题目：

Leetcode等级easy：

Roman numerals are represented by seven different symbols: I, V, X, L, C, D and M.

Symbol       Value
I             1
V             5
X             10
L             50
C             100
D             500
M             1000

For example, two is written as II in Roman numeral, just two one’s added together. Twelve is written as, XII, which is simply X + II. The number twenty seven is written as XXVII, which is XX + V + II.

Roman numerals are usually written largest to smallest from left to right. However, the numeral for four is not IIII. Instead, the number four is written as IV. Because the one is before the five we subtract it making four. The same principle applies to the number nine, which is written as IX. There are six instances where subtraction is used:

I can be placed before V (5) and X (10) to make 4 and 9. 
X can be placed before L (50) and C (100) to make 40 and 90. 
C can be placed before D (500) and M (1000) to make 400 and 900.

Given a roman numeral, convert it to an integer. Input is guaranteed to be within the range from 1 to 3999.

Example 1:
Input: "III"
Output: 3

Example 2:
Input: "IV"
Output: 4

Example 3:
Input: "IX"
Output: 9

Example 4:
Input: "LVIII"
Output: 58
Explanation: L = 50, V= 5, III = 3.

Example 5:
Input: "MCMXCIV"
Output: 1994
Explanation: M = 1000, CM = 900, XC = 90 and IV = 4.

分析及思路：

首先对题目做分析如下：

总的来说，罗马数字不外乎这几种组合方式：第一种是几个相同的组合如III,II分别代表3和2，第二种是较小数在较大数右侧组合如VI, XII分别代表6和12，第三种是较小数在左侧的组合如IV,IX分别代表4和9，还有一种是单个判断，一个符号代表一个数。

如果我们统一按照从左到右的方式计算总和，那么在这四种组合方式中，第一种、第二种都是可以通过最后一种方法计算得到的，单个获取值相加即可。
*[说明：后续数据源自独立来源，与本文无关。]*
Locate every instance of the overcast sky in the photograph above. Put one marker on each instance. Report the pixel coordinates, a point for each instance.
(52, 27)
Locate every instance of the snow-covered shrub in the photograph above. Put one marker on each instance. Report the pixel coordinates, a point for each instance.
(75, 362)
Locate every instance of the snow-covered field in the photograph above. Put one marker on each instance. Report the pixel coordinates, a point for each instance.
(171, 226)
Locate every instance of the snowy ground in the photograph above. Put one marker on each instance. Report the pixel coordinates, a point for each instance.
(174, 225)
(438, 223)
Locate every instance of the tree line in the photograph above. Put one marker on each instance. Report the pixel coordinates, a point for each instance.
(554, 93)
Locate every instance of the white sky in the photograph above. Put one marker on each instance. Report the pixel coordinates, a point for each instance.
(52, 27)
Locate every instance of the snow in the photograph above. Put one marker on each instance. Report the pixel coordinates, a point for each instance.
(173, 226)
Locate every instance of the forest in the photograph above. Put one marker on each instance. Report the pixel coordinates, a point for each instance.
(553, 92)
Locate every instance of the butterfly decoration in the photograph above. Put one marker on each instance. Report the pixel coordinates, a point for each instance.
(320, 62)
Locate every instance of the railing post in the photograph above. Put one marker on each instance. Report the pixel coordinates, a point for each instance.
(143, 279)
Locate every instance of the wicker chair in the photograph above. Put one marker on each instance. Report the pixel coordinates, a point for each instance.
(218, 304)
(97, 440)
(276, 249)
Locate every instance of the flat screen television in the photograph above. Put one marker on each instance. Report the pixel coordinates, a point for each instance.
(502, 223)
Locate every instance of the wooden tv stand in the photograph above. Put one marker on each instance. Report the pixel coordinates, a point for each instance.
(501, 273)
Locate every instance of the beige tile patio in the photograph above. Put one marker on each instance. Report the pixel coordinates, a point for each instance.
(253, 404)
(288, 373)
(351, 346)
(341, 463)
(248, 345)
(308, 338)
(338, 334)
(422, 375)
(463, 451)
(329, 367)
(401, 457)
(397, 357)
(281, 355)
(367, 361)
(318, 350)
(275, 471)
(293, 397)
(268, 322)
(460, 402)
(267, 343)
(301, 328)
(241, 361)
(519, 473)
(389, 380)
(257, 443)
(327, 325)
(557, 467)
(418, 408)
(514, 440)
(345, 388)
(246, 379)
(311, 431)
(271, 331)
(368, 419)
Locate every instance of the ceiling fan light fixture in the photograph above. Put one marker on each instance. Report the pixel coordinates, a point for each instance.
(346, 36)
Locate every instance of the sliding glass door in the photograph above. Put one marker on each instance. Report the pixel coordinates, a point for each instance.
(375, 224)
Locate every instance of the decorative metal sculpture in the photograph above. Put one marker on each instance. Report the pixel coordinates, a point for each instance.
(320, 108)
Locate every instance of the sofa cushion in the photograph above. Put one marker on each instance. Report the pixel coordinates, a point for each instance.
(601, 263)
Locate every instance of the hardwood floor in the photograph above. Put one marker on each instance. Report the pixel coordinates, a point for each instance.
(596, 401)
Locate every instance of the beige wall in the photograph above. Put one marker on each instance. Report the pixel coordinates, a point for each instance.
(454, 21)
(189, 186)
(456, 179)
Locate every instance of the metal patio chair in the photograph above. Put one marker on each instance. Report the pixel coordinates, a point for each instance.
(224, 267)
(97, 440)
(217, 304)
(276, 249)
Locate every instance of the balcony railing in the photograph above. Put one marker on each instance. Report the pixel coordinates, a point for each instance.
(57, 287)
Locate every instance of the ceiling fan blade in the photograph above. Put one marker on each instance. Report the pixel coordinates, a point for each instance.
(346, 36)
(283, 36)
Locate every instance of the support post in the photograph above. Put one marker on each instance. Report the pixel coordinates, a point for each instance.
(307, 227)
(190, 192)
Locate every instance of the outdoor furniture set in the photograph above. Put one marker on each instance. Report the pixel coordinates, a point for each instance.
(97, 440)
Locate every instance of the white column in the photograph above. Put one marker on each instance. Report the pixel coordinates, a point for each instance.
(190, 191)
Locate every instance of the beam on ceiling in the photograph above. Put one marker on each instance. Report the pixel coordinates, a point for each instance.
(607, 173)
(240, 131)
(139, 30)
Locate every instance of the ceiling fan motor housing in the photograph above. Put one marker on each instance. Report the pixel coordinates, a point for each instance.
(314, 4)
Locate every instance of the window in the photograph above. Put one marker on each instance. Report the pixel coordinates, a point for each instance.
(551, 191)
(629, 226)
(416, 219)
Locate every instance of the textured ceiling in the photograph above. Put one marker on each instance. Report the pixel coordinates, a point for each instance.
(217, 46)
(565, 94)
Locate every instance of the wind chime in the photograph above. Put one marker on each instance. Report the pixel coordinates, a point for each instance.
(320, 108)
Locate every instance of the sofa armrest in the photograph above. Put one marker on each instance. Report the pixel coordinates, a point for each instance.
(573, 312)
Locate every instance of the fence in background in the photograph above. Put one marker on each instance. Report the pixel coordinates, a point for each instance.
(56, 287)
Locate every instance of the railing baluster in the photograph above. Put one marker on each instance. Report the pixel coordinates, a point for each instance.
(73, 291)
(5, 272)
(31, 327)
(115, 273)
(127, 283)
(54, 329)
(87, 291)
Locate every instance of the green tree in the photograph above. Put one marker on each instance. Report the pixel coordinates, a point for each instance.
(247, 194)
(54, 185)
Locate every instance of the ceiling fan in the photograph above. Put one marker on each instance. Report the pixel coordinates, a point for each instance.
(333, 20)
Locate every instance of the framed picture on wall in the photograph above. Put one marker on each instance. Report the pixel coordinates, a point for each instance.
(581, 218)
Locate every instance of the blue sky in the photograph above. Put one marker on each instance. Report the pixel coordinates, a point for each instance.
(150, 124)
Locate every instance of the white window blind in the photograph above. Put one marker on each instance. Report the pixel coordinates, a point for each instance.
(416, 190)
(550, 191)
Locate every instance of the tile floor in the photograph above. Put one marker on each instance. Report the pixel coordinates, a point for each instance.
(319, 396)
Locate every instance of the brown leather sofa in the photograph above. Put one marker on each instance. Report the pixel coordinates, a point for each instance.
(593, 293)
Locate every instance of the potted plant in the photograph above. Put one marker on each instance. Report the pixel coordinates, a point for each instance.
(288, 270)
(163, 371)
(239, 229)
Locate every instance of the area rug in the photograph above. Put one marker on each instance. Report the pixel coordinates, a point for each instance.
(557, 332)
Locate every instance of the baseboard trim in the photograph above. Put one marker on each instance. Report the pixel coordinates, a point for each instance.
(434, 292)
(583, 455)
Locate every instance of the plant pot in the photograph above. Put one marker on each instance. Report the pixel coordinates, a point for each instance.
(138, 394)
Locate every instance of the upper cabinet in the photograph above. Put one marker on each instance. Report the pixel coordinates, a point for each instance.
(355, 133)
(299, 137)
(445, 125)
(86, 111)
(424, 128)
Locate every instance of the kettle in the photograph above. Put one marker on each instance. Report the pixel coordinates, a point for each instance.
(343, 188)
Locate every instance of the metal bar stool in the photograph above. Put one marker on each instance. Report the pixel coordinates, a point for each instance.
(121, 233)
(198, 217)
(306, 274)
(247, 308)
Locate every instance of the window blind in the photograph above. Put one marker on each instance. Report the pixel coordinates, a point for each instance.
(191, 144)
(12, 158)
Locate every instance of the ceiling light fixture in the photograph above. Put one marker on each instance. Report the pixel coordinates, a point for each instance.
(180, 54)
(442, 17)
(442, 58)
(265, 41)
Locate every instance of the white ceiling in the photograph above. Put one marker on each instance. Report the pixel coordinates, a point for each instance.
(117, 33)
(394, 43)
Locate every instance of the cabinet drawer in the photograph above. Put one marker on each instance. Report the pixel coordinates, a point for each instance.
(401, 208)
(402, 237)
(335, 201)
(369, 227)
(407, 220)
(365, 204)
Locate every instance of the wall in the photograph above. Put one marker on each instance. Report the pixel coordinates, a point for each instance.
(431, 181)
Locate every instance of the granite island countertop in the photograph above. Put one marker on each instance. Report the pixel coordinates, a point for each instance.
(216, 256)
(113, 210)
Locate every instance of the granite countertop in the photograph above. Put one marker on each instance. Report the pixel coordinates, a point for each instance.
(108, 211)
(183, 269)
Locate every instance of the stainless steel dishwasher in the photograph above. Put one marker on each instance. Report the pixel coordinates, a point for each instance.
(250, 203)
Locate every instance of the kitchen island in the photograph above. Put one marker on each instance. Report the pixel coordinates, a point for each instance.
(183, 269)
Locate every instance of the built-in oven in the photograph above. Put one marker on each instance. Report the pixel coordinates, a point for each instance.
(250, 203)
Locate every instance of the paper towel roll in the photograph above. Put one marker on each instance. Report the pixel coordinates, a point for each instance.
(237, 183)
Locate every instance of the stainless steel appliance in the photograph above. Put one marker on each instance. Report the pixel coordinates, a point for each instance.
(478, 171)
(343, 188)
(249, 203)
也就是说只需要考虑两种情况：一种是单个符号的情况，一种是较小数在左侧的情况。

接下来便是选择实现方法了，好的方法可以节省代码量，并具有更高的速度：

自己对字符串操作比较熟悉，而且字符串处理也很快，所以类似的题目，第一想法就是用字符串方法实现。一开始是想构建一堆if-elif-else，只需要把每种情况囊括进去就ok，写了一半感觉太乱了，于是选用字符串函数直接替换符合条件的值，最后统一为列表依次取值计算。

还有一种方法，既然这里面有映射关系，那哈希就应该被想到，python中有现成的数据结构：字典，从这个角度也是有一种方法能解的，速度应该更加快。

代码：

利用字符串函数和列表实现：

class Solution:
    def romanToInt(self, x):
        """
        :type x: str
        :rtype: int
        """
        res = 0

        # 2位不同
        x = x.replace('IV', '4,')
        x = x.replace('IX', '9,')
        x = x.replace('XL', '40,')
        x = x.replace('XC', '90,')
        x = x.replace('CD', '400,')
        x = x.replace('CM', '900,')

        # 1位
        x = x.replace('I', '1,')
        x = x.replace('V', '5,')
        x = x.replace('X', '10,')
        x = x.replace('L', '50,')
        x = x.replace('C', '100,')
        x = x.replace('D', '500,')
        x = x.replace('M', '1000,')

        l = x.rstrip(',').split(',')
        for each in l:
            res += int(each)
        return res

利用字典实现：

class Solution:
    def romanToInt(self, x):
        """
        :type x: str
        :rtype: int
        """
        i = 0
        res = 0
        one_dict = {'I':1, 'V':5, 'X':10, 'L':50, 'C':100, 'D':500, 'M':1000}
        two_dict = {'IV':4, 'IX':9, 'XL':40, 'XC':90, 'CD':400, 'CM':900}

        while i<len(x):
            if x[i:i+2] in two_dict:
                res += two_dict[x[i:i+2]]
                i += 2
            else:
                res += one_dict[x[i]]
                i += 1
        return res

总结：

由于运行耗时感觉误差太大了，没什么意义，就不再贴图了，以实际运行时为准。

这个题目用hash的方式感觉是更好的，不过无论是哪种方法，总体思路的核心是一个映射关系，只要分析清楚映射关系，代码是比较好构思的，而且速度也不会相差太大。